Nino Zec

Personal information
- Full name: Ninoslav Zec
- Date of birth: 22 July 1949 (age 77)
- Place of birth: Miloševo, SFR Yugoslavia
- Positions: Midfielder; striker;

Senior career*
- Years: Team / Apps / (Gls)
- 1968–1978: OFK Beograd / 271 / (50)
- 1978: Tulsa Roughnecks / 28 / (9)
- 1979: Atlanta Chiefs / 15 / (5)
- 1979–1980: Houston Hurricane / 34 / (6)
- 1979–1980: Pittsburgh Spirit (indoor) / 6 / (0)
- 1981–1984: Jacksonville Tea Men / 45 / (6)
- 1983–1984: Tulsa Roughnecks (indoor) / 3 / (0)
- Total:  / 131 / (26)

= Nino Zec =

Yugoslav footballer

Ninoslav "Nino" Zec (Нинослав Нино Зец, born 7 July 1949) is a Yugoslav retired footballer who played as midfielder or striker.

==Career==
Born in Miloševo, SR Serbia, Zec began his professional career in 1968 with OFK Beograd.
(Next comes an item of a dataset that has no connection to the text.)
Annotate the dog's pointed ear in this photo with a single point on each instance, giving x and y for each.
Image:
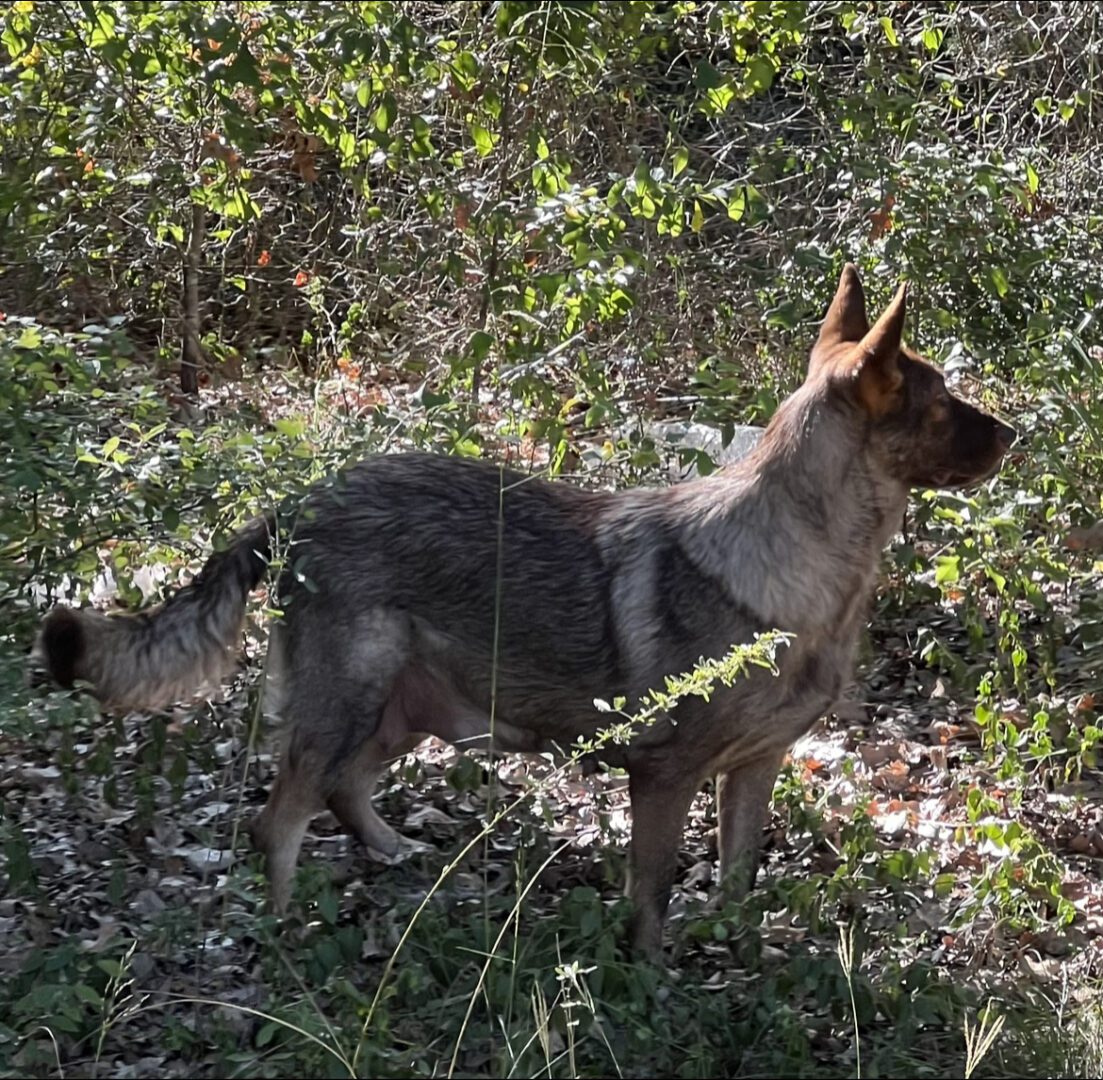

In 1978, Zec moved to the United States to play in the NASL, signing with the Tulsa Roughnecks. He moved to the Atlanta Chiefs in 1979 and was traded to the Houston Hurricane during the season. In 1980, the league terminated the Houston franchise and in December 1980 the Jacksonville Tea Men signed Zec. In 1983, the Tea Men moved to the American Soccer League. Zec spent the 1983 season with the Tea Men in the ASL. When the ASL collapsed at the end of the season, Zec and his teammates moved to the United Soccer League. He also played six games for the Pittsburgh Spirit during the 1979–1980 Major Indoor Soccer League season. He played another three games for the Tulsa Roughnecks during the 1983–1984 NASL indoor season.

He currently lives in Florida where he owns a flooring business. His father in law was one of the most famous Yugoslavian strikers Stjepan Bobek. Zec was the first player ever to receive a yellow card in Yugoslavian football after the booking rule was introduced.